Division of Medicine, Hangzhou Normal University, Hangzhou, China.
British Heart Foundation Cardiovascular Research Centre, University of Glasgow, 126 University Place, Glasgow, G12 8TA, UK.
Clin Res Cardiol. 2021 Aug;110(8):1334-1349. doi: 10.1007/s00392-021-01888-x. Epub 2021 Jun 8.
Sudden death (SD) and pump failure death (PFD) are the two leading causes of death in patients with heart failure and reduced ejection fraction (HFrEF).
Identifying patients at higher risk for mode-specific death would allow better targeting of individual patients for relevant device and other therapies.
We developed models in 7156 patients with HFrEF from the Prospective comparison of ARNI with ACEI to Determine Impact on Global Mortality and morbidity in Heart Failure (PARADIGM-HF) trial, using Fine-Gray regressions counting other deaths as competing risks. The derived models were externally validated in the Aliskiren Trial to Minimize Outcomes in Patients with Heart Failure (ATMOSPHERE) trial.
NYHA class and NT-proBNP were independent predictors for both modes of death. The SD model additionally included male sex, Asian or Black race, prior CABG or PCI, cancer history, MI history, treatment with LCZ696 vs. enalapril, QRS duration and ECG left ventricular hypertrophy. While LVEF, ischemic etiology, systolic blood pressure, HF duration, ECG bundle branch block, and serum albumin, chloride and creatinine were included in the PFD model.

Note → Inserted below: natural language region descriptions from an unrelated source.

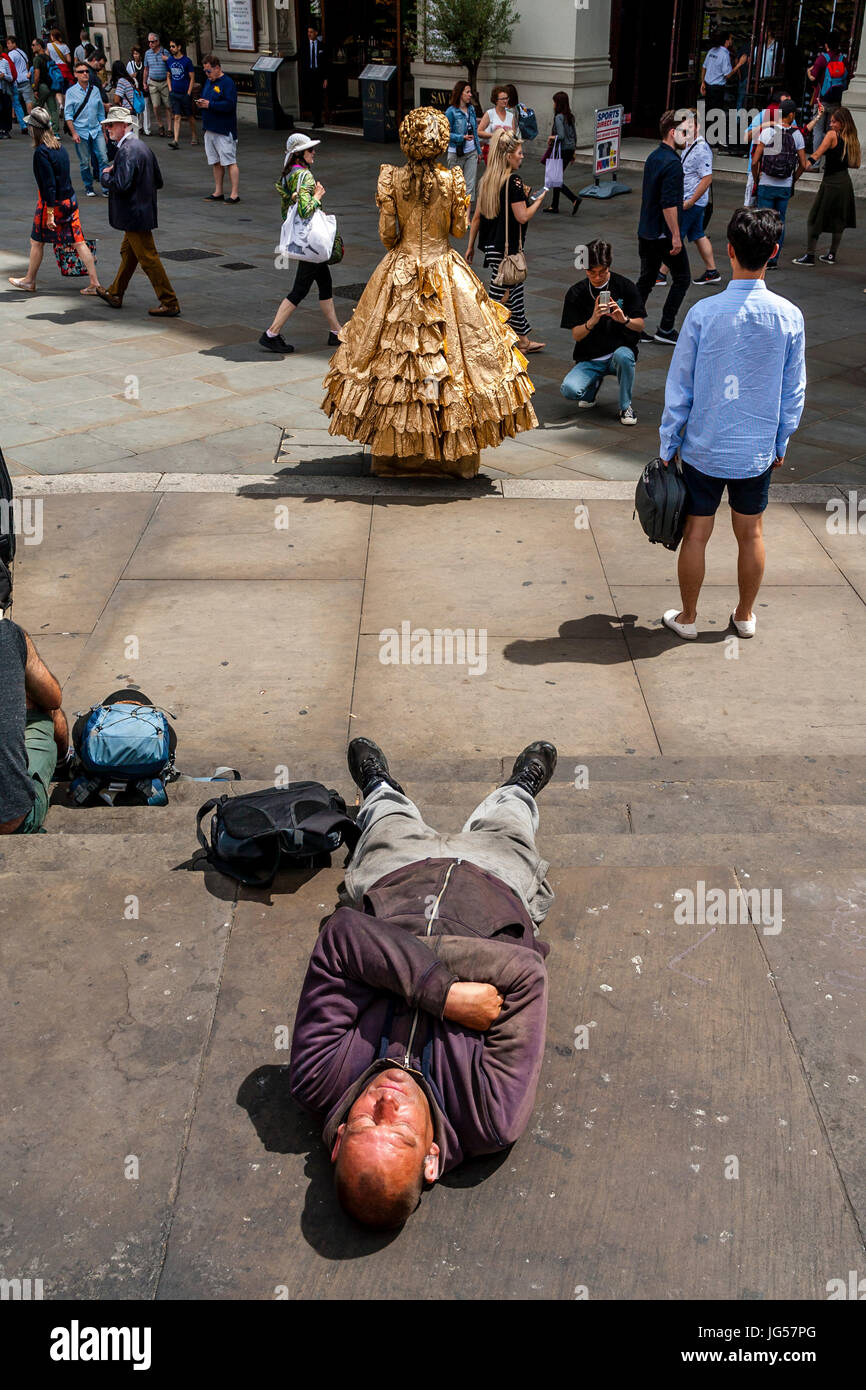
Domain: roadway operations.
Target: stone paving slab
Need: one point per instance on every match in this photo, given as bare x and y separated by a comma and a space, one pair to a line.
243, 665
104, 1019
798, 684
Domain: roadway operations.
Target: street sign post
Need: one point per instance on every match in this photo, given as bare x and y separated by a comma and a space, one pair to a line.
606, 153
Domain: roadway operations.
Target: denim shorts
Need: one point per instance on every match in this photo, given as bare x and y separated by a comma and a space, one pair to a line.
749, 496
691, 224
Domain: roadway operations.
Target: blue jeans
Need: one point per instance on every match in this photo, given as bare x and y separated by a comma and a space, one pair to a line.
776, 198
585, 377
91, 146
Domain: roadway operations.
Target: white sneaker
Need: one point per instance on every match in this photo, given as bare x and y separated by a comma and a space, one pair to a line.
745, 627
687, 630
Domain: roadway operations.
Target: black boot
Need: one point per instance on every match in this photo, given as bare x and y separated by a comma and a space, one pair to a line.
367, 765
534, 767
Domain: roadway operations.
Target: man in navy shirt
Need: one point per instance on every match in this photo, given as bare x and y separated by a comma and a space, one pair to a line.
218, 106
181, 75
659, 241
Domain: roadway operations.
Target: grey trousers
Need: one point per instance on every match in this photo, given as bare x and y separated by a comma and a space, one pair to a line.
498, 837
469, 163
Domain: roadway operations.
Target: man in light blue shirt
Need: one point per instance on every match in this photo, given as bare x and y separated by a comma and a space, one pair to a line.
84, 109
733, 399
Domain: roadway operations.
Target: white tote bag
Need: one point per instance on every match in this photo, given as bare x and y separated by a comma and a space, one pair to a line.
307, 238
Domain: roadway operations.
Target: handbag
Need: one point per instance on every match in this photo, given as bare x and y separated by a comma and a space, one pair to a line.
68, 260
512, 267
307, 238
555, 167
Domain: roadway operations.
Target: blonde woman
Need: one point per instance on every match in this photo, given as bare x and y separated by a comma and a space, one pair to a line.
56, 218
503, 195
833, 209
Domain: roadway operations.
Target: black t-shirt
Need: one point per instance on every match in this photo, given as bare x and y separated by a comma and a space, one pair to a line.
608, 335
17, 792
492, 231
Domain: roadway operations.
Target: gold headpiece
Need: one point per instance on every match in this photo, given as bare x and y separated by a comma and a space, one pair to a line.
424, 134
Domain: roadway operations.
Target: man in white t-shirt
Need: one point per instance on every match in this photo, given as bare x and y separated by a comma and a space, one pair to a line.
779, 157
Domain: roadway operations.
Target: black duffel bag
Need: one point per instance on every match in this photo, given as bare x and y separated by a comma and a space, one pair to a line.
260, 831
659, 502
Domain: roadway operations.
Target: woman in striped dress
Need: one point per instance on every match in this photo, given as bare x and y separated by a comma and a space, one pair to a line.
501, 217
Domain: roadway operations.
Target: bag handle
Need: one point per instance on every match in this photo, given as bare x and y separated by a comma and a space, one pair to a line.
323, 822
202, 813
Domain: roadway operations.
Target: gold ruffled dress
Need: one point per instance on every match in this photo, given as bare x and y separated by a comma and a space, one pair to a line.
427, 371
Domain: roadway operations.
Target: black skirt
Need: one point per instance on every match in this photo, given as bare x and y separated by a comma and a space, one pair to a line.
834, 207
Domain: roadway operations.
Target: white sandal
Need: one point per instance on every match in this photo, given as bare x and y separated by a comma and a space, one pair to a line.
685, 630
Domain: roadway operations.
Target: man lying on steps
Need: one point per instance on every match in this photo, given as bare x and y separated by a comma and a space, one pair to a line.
420, 1027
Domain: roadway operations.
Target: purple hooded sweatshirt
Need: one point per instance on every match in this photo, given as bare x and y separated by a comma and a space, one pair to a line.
374, 994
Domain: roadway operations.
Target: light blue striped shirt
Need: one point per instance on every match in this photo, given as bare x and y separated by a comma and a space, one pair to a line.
737, 382
716, 66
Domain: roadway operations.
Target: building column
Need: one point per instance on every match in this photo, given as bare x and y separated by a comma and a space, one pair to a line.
855, 100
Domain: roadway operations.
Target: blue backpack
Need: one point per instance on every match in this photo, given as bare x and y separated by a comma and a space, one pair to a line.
56, 78
124, 748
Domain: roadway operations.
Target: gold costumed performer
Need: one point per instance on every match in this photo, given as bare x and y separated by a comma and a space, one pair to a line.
427, 371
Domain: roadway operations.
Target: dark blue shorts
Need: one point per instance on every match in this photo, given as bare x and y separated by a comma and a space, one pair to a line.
749, 496
691, 224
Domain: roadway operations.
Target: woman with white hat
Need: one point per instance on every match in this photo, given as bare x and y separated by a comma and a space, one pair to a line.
56, 218
299, 185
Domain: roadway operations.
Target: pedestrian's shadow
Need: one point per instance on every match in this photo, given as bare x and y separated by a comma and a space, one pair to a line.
601, 640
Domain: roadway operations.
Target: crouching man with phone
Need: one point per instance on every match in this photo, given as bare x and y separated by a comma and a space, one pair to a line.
605, 314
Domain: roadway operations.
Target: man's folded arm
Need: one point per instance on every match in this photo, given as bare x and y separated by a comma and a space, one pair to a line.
515, 1043
356, 957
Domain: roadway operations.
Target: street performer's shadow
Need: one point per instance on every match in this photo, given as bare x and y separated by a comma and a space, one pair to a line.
284, 1127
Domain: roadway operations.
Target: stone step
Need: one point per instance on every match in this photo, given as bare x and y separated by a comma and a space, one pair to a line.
622, 808
77, 854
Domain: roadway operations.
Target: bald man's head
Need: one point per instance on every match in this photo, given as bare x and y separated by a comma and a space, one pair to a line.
384, 1151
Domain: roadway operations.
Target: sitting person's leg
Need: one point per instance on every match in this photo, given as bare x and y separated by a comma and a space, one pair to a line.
623, 364
499, 836
42, 749
394, 831
583, 381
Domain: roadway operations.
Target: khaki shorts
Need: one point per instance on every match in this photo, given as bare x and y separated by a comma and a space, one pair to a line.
220, 149
157, 92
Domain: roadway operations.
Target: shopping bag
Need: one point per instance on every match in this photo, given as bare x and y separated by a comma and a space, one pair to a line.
307, 238
67, 257
553, 167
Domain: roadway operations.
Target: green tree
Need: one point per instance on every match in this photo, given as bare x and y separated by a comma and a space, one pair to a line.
180, 20
471, 29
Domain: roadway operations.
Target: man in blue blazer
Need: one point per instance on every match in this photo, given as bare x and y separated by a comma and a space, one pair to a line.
132, 182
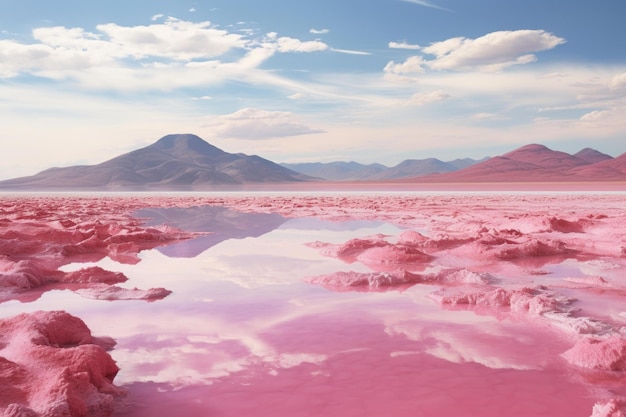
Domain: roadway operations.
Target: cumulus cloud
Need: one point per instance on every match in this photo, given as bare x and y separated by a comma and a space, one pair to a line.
427, 4
252, 123
164, 55
491, 52
412, 65
420, 99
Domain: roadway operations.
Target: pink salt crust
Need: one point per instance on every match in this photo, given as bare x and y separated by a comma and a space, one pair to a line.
467, 247
51, 365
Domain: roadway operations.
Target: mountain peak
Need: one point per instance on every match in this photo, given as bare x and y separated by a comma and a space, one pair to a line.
592, 156
182, 143
533, 147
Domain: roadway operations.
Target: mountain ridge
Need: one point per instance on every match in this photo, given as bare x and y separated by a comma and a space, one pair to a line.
186, 161
173, 161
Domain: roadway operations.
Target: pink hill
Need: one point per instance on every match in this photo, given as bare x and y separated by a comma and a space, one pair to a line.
538, 163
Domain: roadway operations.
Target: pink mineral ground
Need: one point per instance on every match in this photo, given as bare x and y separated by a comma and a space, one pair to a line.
333, 304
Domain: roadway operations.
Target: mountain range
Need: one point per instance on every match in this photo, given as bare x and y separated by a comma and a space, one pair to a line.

Model discrimination was good for SD and excellent for PFD with Harrell's C of 0.67 and 0.78 after correction for optimism, respectively. The observed and predicted incidences were similar in each quartile of risk scores at 3 years in each model. The performance of both models remained robust in ATMOSPHERE.

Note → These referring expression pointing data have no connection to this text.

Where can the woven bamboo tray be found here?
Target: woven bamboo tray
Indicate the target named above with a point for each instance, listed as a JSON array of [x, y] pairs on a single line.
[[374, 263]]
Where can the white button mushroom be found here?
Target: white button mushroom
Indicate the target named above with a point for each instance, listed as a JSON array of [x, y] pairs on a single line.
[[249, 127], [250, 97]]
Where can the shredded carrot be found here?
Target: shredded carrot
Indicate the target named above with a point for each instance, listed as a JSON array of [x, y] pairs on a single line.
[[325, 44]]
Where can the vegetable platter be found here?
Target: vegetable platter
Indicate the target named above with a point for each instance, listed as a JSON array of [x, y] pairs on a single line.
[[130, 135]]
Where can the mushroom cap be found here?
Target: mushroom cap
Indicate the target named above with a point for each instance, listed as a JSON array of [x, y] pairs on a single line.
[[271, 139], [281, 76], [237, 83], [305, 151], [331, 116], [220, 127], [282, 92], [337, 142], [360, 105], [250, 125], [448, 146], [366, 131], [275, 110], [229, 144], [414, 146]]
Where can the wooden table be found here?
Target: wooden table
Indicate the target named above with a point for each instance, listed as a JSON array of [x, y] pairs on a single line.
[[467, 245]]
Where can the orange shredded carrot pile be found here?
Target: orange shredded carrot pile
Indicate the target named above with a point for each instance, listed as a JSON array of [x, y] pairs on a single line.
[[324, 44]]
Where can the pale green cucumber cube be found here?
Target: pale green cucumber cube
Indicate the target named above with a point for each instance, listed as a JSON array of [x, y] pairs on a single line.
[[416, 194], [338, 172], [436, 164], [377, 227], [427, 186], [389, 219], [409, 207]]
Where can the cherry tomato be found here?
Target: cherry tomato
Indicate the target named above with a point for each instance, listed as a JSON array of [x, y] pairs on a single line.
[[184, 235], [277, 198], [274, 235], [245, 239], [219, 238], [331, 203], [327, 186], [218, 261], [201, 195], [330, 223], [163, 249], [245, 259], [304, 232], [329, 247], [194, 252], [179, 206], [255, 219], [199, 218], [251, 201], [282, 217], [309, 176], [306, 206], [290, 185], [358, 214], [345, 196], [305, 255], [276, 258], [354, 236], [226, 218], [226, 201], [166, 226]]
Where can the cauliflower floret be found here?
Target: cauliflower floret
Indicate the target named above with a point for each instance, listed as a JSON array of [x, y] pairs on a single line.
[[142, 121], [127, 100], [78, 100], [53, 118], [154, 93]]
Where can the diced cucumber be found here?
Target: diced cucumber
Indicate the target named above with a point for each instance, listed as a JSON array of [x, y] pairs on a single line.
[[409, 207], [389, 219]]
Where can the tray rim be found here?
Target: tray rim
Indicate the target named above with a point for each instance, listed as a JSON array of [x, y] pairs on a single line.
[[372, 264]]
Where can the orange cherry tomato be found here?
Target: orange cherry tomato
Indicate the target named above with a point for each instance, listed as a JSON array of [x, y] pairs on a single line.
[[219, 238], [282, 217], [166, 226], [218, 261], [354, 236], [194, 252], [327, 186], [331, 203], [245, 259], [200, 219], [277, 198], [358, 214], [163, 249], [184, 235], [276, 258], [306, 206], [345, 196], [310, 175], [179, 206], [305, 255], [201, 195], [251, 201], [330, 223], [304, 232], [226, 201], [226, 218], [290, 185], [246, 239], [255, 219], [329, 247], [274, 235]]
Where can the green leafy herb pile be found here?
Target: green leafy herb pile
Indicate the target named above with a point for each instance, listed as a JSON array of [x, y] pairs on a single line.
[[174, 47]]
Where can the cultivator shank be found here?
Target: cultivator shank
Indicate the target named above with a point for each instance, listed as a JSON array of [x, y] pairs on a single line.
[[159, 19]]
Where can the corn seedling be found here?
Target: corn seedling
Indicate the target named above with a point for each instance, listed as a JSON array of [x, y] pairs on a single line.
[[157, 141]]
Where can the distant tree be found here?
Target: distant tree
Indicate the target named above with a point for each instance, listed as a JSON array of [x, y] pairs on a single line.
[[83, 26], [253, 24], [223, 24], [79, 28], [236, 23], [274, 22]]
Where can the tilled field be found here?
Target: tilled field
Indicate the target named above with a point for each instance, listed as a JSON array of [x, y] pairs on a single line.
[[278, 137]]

We developed and validated models which separately predict SD and PFD in patients with HFrEF. These models may help clinicians and patients consider therapies targeted at these modes of death.

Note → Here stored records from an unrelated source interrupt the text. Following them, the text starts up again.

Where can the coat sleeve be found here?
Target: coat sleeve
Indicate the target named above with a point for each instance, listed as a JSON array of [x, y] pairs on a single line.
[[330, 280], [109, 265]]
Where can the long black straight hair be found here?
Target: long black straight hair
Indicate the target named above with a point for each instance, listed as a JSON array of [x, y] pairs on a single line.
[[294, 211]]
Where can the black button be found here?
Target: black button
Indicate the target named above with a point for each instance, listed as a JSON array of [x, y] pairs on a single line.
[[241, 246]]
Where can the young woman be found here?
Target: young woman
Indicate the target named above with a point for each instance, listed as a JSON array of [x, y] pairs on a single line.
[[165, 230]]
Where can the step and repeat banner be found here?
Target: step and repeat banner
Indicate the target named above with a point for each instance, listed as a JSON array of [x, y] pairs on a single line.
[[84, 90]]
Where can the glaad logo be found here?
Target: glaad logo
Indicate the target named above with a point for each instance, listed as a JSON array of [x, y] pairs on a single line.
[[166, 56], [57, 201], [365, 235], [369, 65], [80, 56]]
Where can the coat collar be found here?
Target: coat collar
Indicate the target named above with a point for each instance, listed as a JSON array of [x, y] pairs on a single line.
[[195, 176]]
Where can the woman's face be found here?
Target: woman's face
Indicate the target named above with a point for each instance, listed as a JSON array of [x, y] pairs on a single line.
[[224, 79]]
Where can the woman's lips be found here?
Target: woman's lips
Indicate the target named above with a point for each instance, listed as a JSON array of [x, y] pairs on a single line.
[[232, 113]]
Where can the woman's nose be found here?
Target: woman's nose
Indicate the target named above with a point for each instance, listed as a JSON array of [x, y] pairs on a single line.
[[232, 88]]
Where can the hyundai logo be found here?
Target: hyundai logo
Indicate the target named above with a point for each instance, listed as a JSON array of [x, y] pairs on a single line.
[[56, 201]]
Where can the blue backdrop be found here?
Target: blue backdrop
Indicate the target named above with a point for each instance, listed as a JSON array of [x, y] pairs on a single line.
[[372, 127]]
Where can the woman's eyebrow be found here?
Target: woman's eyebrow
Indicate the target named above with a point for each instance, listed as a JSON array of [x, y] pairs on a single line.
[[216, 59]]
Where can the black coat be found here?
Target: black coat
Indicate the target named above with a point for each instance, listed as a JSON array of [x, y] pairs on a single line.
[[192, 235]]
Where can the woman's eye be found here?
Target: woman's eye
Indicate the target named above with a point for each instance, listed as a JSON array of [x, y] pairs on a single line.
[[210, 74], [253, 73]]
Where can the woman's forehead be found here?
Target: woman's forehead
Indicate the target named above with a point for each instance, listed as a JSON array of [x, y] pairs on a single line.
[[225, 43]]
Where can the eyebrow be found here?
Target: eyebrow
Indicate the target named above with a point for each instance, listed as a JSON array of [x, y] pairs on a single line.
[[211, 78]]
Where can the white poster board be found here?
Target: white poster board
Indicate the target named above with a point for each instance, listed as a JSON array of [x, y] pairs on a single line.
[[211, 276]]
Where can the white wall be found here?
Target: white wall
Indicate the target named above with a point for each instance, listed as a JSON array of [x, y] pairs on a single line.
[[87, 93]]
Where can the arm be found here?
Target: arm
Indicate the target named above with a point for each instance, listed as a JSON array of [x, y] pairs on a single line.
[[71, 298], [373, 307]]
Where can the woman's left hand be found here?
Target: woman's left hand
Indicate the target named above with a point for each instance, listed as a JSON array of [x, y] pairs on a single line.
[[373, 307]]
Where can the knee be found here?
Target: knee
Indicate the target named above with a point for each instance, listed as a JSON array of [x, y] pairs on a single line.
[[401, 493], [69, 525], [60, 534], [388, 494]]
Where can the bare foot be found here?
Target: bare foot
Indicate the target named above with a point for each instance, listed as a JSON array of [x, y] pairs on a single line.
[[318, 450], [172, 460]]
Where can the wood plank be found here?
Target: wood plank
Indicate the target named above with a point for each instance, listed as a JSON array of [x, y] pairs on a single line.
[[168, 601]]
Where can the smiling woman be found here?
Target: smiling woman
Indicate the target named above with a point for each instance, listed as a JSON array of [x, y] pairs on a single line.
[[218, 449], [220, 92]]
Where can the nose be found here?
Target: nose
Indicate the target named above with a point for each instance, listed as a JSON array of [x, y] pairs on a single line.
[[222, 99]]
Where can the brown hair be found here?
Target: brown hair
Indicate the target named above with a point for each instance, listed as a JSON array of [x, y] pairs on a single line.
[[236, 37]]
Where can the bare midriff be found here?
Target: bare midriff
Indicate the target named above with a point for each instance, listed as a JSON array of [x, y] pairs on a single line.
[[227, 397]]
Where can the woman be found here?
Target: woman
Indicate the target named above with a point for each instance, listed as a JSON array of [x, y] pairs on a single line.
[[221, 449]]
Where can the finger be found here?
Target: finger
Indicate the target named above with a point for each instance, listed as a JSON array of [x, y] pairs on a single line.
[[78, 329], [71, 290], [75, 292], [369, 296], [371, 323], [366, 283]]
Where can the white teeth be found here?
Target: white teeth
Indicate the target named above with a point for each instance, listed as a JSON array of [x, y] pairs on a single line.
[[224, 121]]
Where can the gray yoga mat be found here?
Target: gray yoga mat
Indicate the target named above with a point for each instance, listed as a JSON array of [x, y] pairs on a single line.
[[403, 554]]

PARADIGM-HF: ClinicalTrials.gov NCT01035255, ATMOSPHERE: ClinicalTrials.gov NCT00853658.
心力衰竭伴射血分数降低(HFrEF)患者的主要死亡原因是心源性猝死(SD)和泵衰竭死亡(PFD)。
识别具有特定模式死亡风险较高的患者,将有助于针对个体患者进行相关器械和其他治疗。
我们使用 Fine-Gray 回归分析将其他死亡作为竞争风险,在 Prospective comparison of ARNI with ACEI to Determine Impact on Global Mortality and morbidity in Heart Failure(PARADIGM-HF)试验的 7156 例 HFrEF 患者中建立模型,该试验采用阿利西尤单抗与依那普利进行前瞻性比较,以确定心力衰竭患者的全球死亡率和发病率的影响。所建立的模型在 Aliskiren Trial to Minimize Outcomes in Patients with Heart Failure(ATMOSPHERE)试验中进行了外部验证。
纽约心脏协会(NYHA)心功能分级和 N 末端 B 型利钠肽前体(NT-proBNP)是两种死亡模式的独立预测因素。SD 模型还包括男性、亚洲或黑人种族、既往冠状动脉旁路移植术(CABG)或经皮冠状动脉介入治疗(PCI)、癌症史、心肌梗死(MI)史、与依那普利相比使用 LCZ696 治疗、QRS 持续时间和心电图左心室肥厚。而 LVEF、缺血病因、收缩压、HF 持续时间、心电图束支传导阻滞、血清白蛋白、氯和肌酐则纳入 PFD 模型。经校正后,SD 模型的区分度良好,C 指数为 0.67,PFD 模型的区分度极好,C 指数为 0.78。在每个模型中,在每个风险评分四分位的 3 年时,观察到的和预测的发生率相似。在 ATMOSPHERE 试验中,两种模型的性能仍然稳健。
我们建立并验证了可分别预测 HFrEF 患者 SD 和 PFD 的模型。这些模型可能有助于临床医生和患者考虑针对这些死亡模式的治疗。
PARADIGM-HF:ClinicalTrials.gov NCT01035255,ATMOSPHERE:ClinicalTrials.gov NCT00853658。